Gene Mapping & Cancer Driver Annotation
Gene Mapping & SIDG's
All genes have an internal ID that is mapped directly to an HGNC id, allowing mapping to current HGNC gene symbols, Ensembl gene IDs and other external gene identifiers. Datasets are uploaded using Ensembl gene identifiers wherever possible and if not using gene symbols. Any dataset values that are mapped to genes without a current id or symbol are discarded from processing, but continue to be available in raw data downloads.
All genes have an internal identifier (SIDG) that is mapped directly to an HGNC ID, allowing mapping to current HGNC gene symbols. For a current HGNC release all IDs map 1:1 to Ensembl gene identifiers. Datasets are uploaded using Ensembl gene IDs wherever possible. In other cases, e.g., Ensembl transcript identifiers, Biomart is used to map to the SIDG records. Only in the absence of other identifiers are datasets imported based using gene symbols.
When updating to a later HGNC release, withdrawn and merged/split HGNC entries are marked as not current. Any previously uploaded dataset values that are mapped to genes where the SIDG has an HGNC status that is not current are removed from downloads and webpages, but continue to be available in the API and raw data downloads.
Cancer Driver Annotation: Genes
The list of driver genes is the union of two complementary gene sets: intOGen & COSMIC Tier 1 .
intOGen Genes
The intOGen analysis pipeline uses seven different methods to identify cancer driver genes:
- Mutation count bias: dNdScv, CBaSE & MutPanning.
- Mutations in protein:
- sequence: OncodriveCLUSTL
- structure: HotMAPS
- functional domains: smRegions
- Functional impact of mutations: OncodriveFML
COSMIC Tier 1 Genes
COSMIC Tier 1 gene requirements:
- Mutation patterns which strongly support involvement in cancer aetiology.
- Evidence of how gene’s dysfunction impacts hallmarks of cancer.
- Publications from two independent groups describing mutations in at least one type of cancer.

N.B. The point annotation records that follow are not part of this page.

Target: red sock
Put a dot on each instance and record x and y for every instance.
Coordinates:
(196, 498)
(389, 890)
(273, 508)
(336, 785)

Method of Action (Cancer Driver Genes)
The method of action of a gene can be one of four values:
Act (Activating) | Oncogene |
LoF (Loss of Function) | Tumour Suppressor Gene |
ambiguous | Evidence of both Activating and Loss of Function events. |
fusion | Only seen as a partner in a translocation + gene fusion. |
Given its roles assigned by intOGen and COSMIC, the method of action for each gene was chosen using the following rules:
- Ignore fusion unless it is the only method seen.
- If there’s only one method of action across both intOGen and COSMIC, use that provided.
- Otherwise choose ambiguous.
The original methods of action assigned by intOGen (intogen_moa) and COSMIC (cosmic_moa) are also available.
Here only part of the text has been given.